Ascending Rating （单调队列）

Problem Description

Before the start of contest, there are $n$ ICPC contestants waiting in a long queue. They are labeled by $1$ to $n$ from left to right. It can be easily found that the $i$-th contestant's QodeForces rating is $a_i$.
Little Q, the coach of Quailty Normal University, is bored to just watch them waiting in the queue. He starts to compare the rating of the contestants. He will pick a continous interval with length $m$, say $[l,l+m-1]$, and then inspect each contestant from left to right. Initially, he will write down two numbers $maxrating=-1$ and $count=0$. Everytime he meets a contestant $k$ with strictly higher rating than $maxrating$, he will change $maxrating$ to $a_k$ and $count$ to $count+1$.
Little T is also a coach waiting for the contest. He knows Little Q is not good at counting, so he is wondering what are the correct final value of $maxrating$ and $count$. Please write a program to figure out the answer.

Input

The first line of the input contains an integer $T(1\leq T\leq2000)$, denoting the number of test cases. In each test case, there are $7$ integers $n,m,k,p,q,r,MOD(1\leq m,k\leq n\leq 10^7,5\leq p,q,r,MOD\leq 10^9)$ in the first line, denoting the number of contestants, the length of interval, and the parameters $k,p,q,r,MOD$. In the next line, there are $k$ integers $a_1,a_2,...,a_k(0\leq a_i\leq 10^9)$, denoting the rating of the first $k$ contestants. To reduce the large input, we will use the following generator. The numbers $p,q,r$ and $MOD$ are given initially. The values $a_i(k<i\leq n)$ are then produced as follows : \begin{eqnarray*} a_i&=&(p\times a_{i-1}+q\times i+r)\bmod MOD \end{eqnarray*} It is guaranteed that $\sum n\leq 7\times 10^7$ and $\sum k\leq 2\times 10^6$.

Output

Since the output file may be very large, let's denote $maxrating_i$ and $count_i$ as the result of interval $[i,i+m-1]$. For each test case, you need to print a single line containing two integers $A$ and $B$, where : \begin{eqnarray*} A&=&\sum_{i=1}^{n-m+1} (maxrating_i\oplus i)\\ B&=&\sum_{i=1}^{n-m+1} (count_i\oplus i) \end{eqnarray*} Note that ``$\oplus$'' denotes binary XOR operation.

Sample Input

1 10 6 10 5 5 5 5 3 2 2 1 5 7 6 8 2 9

Sample Output

46 11

题目大意：给定一个长度为n的序列，现在问你每个区间长度为m的子序列最大值异或上i和最大值变化次数异或上i的求和。

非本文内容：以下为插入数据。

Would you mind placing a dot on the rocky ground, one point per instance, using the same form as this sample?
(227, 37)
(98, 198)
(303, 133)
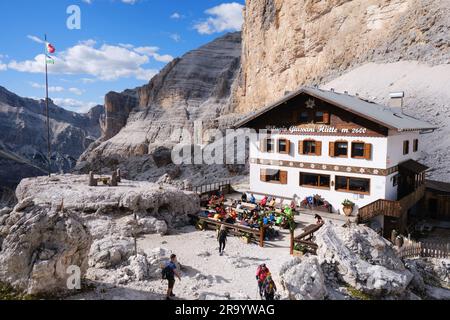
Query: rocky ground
(61, 222)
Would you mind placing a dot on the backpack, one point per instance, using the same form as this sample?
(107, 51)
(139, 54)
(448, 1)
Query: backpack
(167, 273)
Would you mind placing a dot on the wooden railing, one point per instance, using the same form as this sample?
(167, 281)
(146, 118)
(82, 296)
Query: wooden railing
(224, 186)
(425, 250)
(379, 207)
(390, 208)
(306, 237)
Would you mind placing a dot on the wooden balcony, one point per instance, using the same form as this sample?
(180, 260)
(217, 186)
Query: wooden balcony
(390, 208)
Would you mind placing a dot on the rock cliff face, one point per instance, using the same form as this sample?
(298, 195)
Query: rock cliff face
(287, 43)
(139, 122)
(23, 139)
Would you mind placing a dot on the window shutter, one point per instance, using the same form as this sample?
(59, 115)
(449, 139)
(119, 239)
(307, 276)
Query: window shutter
(283, 177)
(331, 149)
(326, 117)
(300, 147)
(318, 148)
(288, 146)
(263, 175)
(263, 145)
(368, 151)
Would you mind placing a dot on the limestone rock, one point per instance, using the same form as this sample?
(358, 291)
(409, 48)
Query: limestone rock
(110, 252)
(363, 259)
(303, 279)
(22, 139)
(38, 247)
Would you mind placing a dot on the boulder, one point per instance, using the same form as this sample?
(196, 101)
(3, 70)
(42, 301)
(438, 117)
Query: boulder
(110, 252)
(38, 247)
(363, 259)
(303, 279)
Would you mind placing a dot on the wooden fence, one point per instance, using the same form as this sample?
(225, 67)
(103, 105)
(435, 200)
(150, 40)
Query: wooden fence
(224, 186)
(425, 250)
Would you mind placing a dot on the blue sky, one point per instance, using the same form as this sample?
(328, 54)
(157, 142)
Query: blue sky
(121, 43)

思路方法：这道题用到一个新的知识点是单调队列，所谓的单调队列就是利用栈和队列来维护这个序列为有序的序列，从而确定子序列的最大或最小值。注意count的结果要将序列反过来求解，这样队列中元素个数就是count个数（倒的是递减正的就是递增所以每两个相邻都会让count加一，加上最开始0正好是队列个数），队头就是最大值。

单调队列的模板：

#include <iostream>
#include<cstdio>
using namespace std;
const int Max = 1000004;
int n,m,a[Max];//定义输入的三个量
int v[Max],h,t;
//数组v代表单调队列，存放数组a的下标，h代表队首，t代表队尾
void getmin()//单调递增
{
    h = 1;t = 0;//代表队列的头和尾

    for(int i = 1; i <= n; i++)
    {
        while(h <= t && a[v[t]] >= a[i]) t--;
        //如果要插入的数比队尾的数小，将对位的取代
        v[++t] = i;
        if(i>=m) //前m个数一定是在第一个m区间的
        {
            while(v[h] < i-m+1) h++;//此时的最小值不再m区间内，队首后移
            printf("%d ",a[v[h]]);//输出队首元素，即最小值
        }
    }
    cout << endl;
}
void getmax()//单调递减
{
    h = 1;t = 0;
    for(int i = 1; i < m; i++)
    {
        while(h <= t && a[v[t]] <= a[i]) t--;
        v[++t] = i;
    }
    for(int i = m; i <= n; i++)
    {
        while(h <= t && a[v[t]] <= a[i]) t--;
        v[++t] = i;
        if(i>=m) //前m个数一定是在第一个m区间的
        {
             while(v[h] < i-m+1) h++;
             printf("%d ",a[v[h]]);
        }
    }
    cout << endl;
}
int main()
{
    cin >> n >> m;
    for(int i = 1; i <= n; i++)
        cin >> a[i];
    getmin();
    getmax();
}

这道题代码：

#include <iostream>
#include <algorithm>
#include <stdio.h>
#include <string.h>
#include <queue>
#include <string>
#include <map>
#include <math.h>
#include <set>
using namespace std;
#define LL long long
#define inf 0x3f3f3f3
//const int mod = 1e9+7;
const int N = 1e7+7;
int n,m,k,q,p,r,mod;
int a[N];  
int qu[N];   ///单调栈 
LL ans,sum;
void  geti()
{
    int head,rear;  
    head = rear =0;
    for (int i = n; i >= 1; i--)
    {
        while (rear > head && a[qu[rear-1]] <= a[i])  ///存储单调递减数列   
            rear--; 
        qu[rear++] = i;
        if (i > n-m+1) continue;
        while (qu[head] > i+m-1) head++;  ///移到区间内 
        //printf("%d %d %d %d\n",rear,head,rear-head,a[qu[head]]);
        ans += (rear-head)^i;
        sum += a[qu[head]]^i;
    }
}
int main()
{
    int t;
    scanf("%d",&t);
    while (t--)
    {
        sum = ans =0;
        scanf("%d %d %d %d %d %d %d",&n,&m,&k,&p,&q,&r,&mod);
        for (int i = 1; i <= k; i++)
            scanf("%d",&a[i]);
        for (int i = k+1; i <= n; i++)
            a[i] = ((LL)p*a[i-1]%mod+(LL)q*i%mod+r%mod)%mod;
        geti();
        printf("%lld %lld\n",sum,ans);
    }
    return 0;
}